We listen to Democrat state governors and Democrat city mayors order law enforcement to refrain from exercising their sworn duties.

We smell the stench of anarchy as we stare at city blocks, which are cordoned off in a neighborhood that many used to call work or home, the new area being proclaimed a “sovereign nation.”

We cry alongside a father, who is forced to bury his own son at a time that the Seattle Democrat mayor dubbed a “summer of love.”

We taste the bitter fear on our tongues—fear for ourselves, our families, our friends, and our neighbors—as Democrat officeholders de-fund our police departments.

We stop in our tracks for a moment to remember what happened just before the protests and riots.

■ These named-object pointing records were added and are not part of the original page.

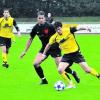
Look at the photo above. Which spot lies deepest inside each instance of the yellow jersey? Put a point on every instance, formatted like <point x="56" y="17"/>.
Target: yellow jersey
<point x="6" y="27"/>
<point x="66" y="41"/>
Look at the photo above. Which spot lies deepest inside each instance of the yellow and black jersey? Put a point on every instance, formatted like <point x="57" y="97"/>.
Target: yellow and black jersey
<point x="66" y="40"/>
<point x="6" y="27"/>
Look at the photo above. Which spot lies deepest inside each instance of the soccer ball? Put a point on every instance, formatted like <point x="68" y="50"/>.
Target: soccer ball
<point x="59" y="85"/>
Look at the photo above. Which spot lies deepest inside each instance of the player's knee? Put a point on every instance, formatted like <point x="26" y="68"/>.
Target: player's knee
<point x="36" y="65"/>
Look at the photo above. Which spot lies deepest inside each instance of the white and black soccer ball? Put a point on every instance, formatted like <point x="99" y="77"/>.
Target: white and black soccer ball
<point x="59" y="85"/>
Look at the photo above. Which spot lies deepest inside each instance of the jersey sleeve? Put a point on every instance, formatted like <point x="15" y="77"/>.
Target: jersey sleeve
<point x="33" y="32"/>
<point x="73" y="29"/>
<point x="15" y="25"/>
<point x="52" y="40"/>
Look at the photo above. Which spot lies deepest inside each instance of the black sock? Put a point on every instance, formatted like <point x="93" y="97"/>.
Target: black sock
<point x="39" y="71"/>
<point x="68" y="70"/>
<point x="68" y="76"/>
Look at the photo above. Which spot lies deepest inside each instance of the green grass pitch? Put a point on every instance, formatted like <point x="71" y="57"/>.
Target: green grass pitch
<point x="20" y="81"/>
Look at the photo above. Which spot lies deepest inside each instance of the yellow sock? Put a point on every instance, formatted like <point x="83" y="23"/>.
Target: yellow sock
<point x="65" y="77"/>
<point x="4" y="57"/>
<point x="94" y="72"/>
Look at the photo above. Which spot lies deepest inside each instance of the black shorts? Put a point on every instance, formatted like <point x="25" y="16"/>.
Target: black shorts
<point x="52" y="52"/>
<point x="76" y="57"/>
<point x="5" y="42"/>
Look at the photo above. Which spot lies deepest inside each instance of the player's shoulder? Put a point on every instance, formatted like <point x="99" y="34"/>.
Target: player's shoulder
<point x="1" y="18"/>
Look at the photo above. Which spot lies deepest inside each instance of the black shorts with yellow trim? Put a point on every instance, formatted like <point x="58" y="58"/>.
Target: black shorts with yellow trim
<point x="5" y="42"/>
<point x="76" y="57"/>
<point x="53" y="52"/>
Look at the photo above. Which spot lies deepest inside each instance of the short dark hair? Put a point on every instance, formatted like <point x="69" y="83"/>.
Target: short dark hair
<point x="6" y="9"/>
<point x="57" y="24"/>
<point x="41" y="13"/>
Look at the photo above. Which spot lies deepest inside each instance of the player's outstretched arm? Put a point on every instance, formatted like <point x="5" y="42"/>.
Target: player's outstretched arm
<point x="26" y="48"/>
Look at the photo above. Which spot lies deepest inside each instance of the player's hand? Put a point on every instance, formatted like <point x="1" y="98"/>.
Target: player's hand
<point x="19" y="34"/>
<point x="43" y="56"/>
<point x="22" y="55"/>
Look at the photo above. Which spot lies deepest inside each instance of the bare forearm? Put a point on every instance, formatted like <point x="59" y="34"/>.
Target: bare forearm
<point x="28" y="44"/>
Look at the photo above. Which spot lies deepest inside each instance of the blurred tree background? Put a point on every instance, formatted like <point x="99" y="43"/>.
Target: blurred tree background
<point x="58" y="8"/>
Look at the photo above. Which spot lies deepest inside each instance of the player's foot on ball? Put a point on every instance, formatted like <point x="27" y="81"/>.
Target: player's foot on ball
<point x="5" y="64"/>
<point x="70" y="85"/>
<point x="76" y="77"/>
<point x="44" y="81"/>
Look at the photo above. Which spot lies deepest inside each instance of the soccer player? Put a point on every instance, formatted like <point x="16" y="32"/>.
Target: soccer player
<point x="67" y="42"/>
<point x="6" y="33"/>
<point x="44" y="31"/>
<point x="49" y="18"/>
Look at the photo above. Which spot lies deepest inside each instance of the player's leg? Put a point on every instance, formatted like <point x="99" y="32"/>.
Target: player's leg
<point x="68" y="70"/>
<point x="88" y="69"/>
<point x="74" y="73"/>
<point x="57" y="61"/>
<point x="4" y="54"/>
<point x="38" y="68"/>
<point x="4" y="57"/>
<point x="61" y="69"/>
<point x="79" y="58"/>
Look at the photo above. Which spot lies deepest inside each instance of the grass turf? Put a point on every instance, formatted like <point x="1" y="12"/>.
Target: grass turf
<point x="20" y="81"/>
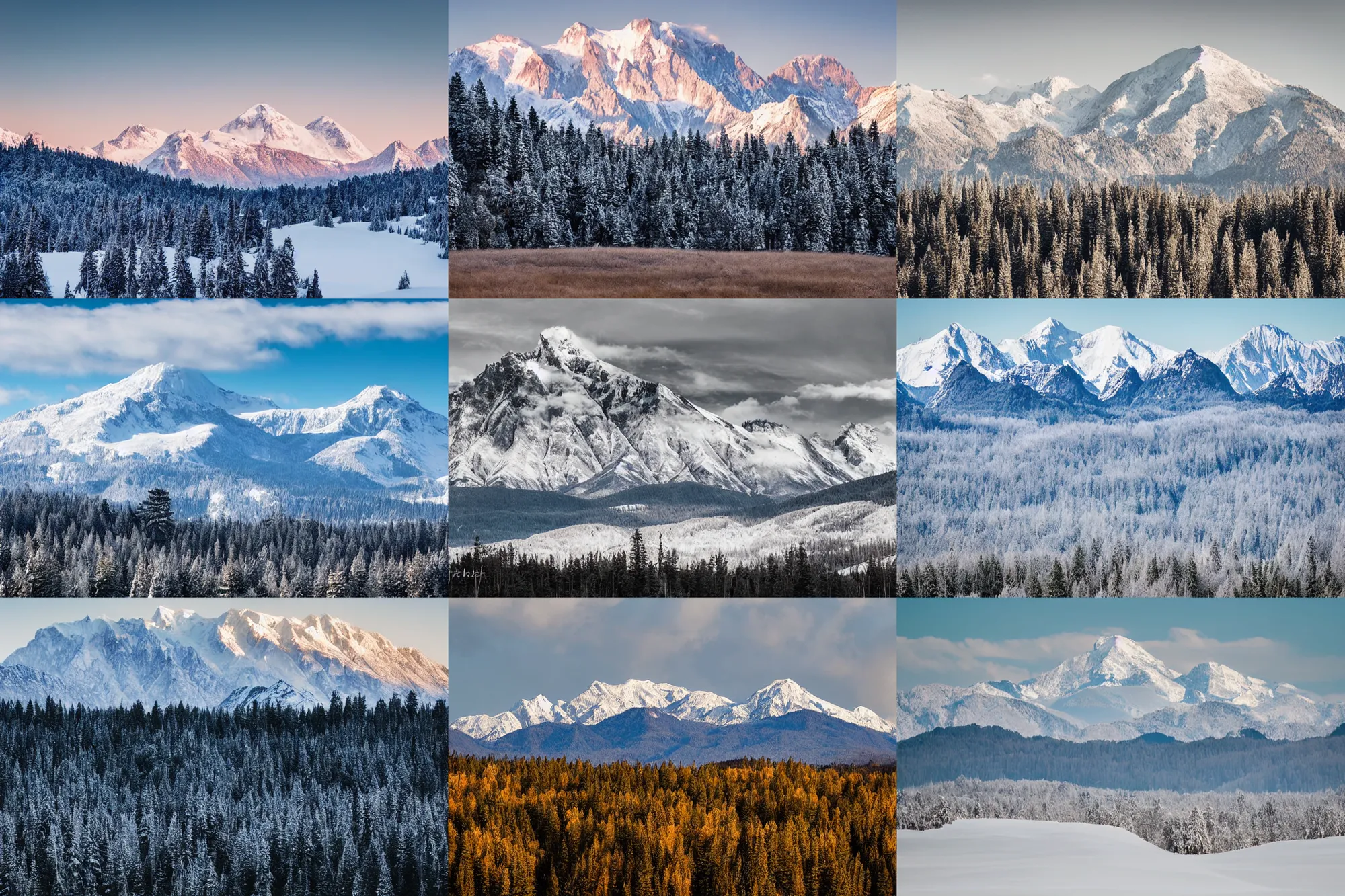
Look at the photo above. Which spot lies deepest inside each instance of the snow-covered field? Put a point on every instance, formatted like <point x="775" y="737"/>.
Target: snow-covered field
<point x="832" y="526"/>
<point x="1003" y="857"/>
<point x="352" y="260"/>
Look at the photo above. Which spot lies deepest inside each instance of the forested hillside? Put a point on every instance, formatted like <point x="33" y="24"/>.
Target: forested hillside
<point x="551" y="827"/>
<point x="514" y="182"/>
<point x="1118" y="241"/>
<point x="123" y="218"/>
<point x="1184" y="823"/>
<point x="57" y="545"/>
<point x="341" y="801"/>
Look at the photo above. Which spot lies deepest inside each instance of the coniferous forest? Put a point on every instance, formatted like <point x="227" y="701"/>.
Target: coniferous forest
<point x="124" y="218"/>
<point x="59" y="545"/>
<point x="751" y="827"/>
<point x="341" y="801"/>
<point x="516" y="182"/>
<point x="980" y="240"/>
<point x="494" y="572"/>
<point x="1184" y="823"/>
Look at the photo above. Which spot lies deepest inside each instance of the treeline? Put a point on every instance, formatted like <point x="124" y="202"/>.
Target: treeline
<point x="124" y="220"/>
<point x="340" y="801"/>
<point x="551" y="827"/>
<point x="500" y="572"/>
<point x="1186" y="823"/>
<point x="516" y="182"/>
<point x="60" y="545"/>
<point x="1124" y="571"/>
<point x="980" y="240"/>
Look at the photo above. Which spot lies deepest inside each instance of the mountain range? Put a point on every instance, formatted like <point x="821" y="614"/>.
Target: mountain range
<point x="239" y="658"/>
<point x="171" y="427"/>
<point x="654" y="736"/>
<point x="649" y="80"/>
<point x="1194" y="116"/>
<point x="559" y="419"/>
<point x="602" y="701"/>
<point x="259" y="149"/>
<point x="1118" y="690"/>
<point x="1109" y="370"/>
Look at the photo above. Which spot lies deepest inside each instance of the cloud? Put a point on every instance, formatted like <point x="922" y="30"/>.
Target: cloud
<point x="875" y="391"/>
<point x="209" y="335"/>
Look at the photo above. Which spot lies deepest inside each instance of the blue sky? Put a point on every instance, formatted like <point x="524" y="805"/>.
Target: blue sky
<point x="408" y="623"/>
<point x="860" y="33"/>
<point x="1204" y="325"/>
<point x="961" y="642"/>
<point x="969" y="46"/>
<point x="302" y="354"/>
<point x="505" y="650"/>
<point x="81" y="71"/>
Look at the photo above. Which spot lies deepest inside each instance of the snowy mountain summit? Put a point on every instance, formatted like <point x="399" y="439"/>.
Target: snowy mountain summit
<point x="1196" y="115"/>
<point x="176" y="427"/>
<point x="1120" y="690"/>
<point x="603" y="701"/>
<point x="560" y="419"/>
<point x="239" y="658"/>
<point x="656" y="79"/>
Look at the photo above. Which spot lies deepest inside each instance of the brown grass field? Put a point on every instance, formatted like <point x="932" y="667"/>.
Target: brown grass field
<point x="666" y="274"/>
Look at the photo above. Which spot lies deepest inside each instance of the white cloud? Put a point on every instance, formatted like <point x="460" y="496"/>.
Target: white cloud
<point x="874" y="391"/>
<point x="206" y="334"/>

We were, and still are, a nation in the grip of lockdown brought about by state and local officials who implemented harsh, and in many cases, illegal exercises of power.

We notice that the emergence of the coronavirus had handed governors, mayors, and myriad local officials the power of their wildest dreams, and the heightened profile that goes along with it.

Those who understand the allure of fame know how intoxicating it can be if gone unchecked. It is oftentimes checked by the virtue of humility, but we’re not seeing much of that in the current crop of Democrat gubernatorial and mayoral newfound “stars.”

Why does it matter?

Because power has been placed in the hands of individuals who appear to be overwhelmed by the high it provides and who likely find themselves craving it all the more.

Consequently, it is highly unlikely that they will ever want to hand that power back, in this case, back to the American people.

In 1993 New Yorkers were in a similar situation. The city’s high crime rate was making ordinary life anything but ordinary.

Here are some quotes that appeared in the New York Times in December of 1990, which divided NYC crime into two categories:

The first category had to do with “the large number of shootings of bystanders, whose victims were often children — crimes that frightened by their casualness and unpredictability.”

The second category had to do with “crime that seemed to follow a pattern…”

As the Times went on to explain, “The second sort led to a growing sense of chaos in the city as the criminals eluded capture. But the first kind gave many residents a more unsettling feeling: that anyone, at any time, could become a victim.”

After what our country has witnessed of late in the Democrat-run cities and states referenced above, these categories of crime may have a great deal of relevance to the upcoming elections.

In 1993 New Yorkers were not about to become victims, and this led to an unexpected, and very much welcomed, victory for Rudy.

We are about to find out in four months if Americans in 2020 are in the same New York state of mind.

May this be the election that proves the America that we know and love is so worth fighting for.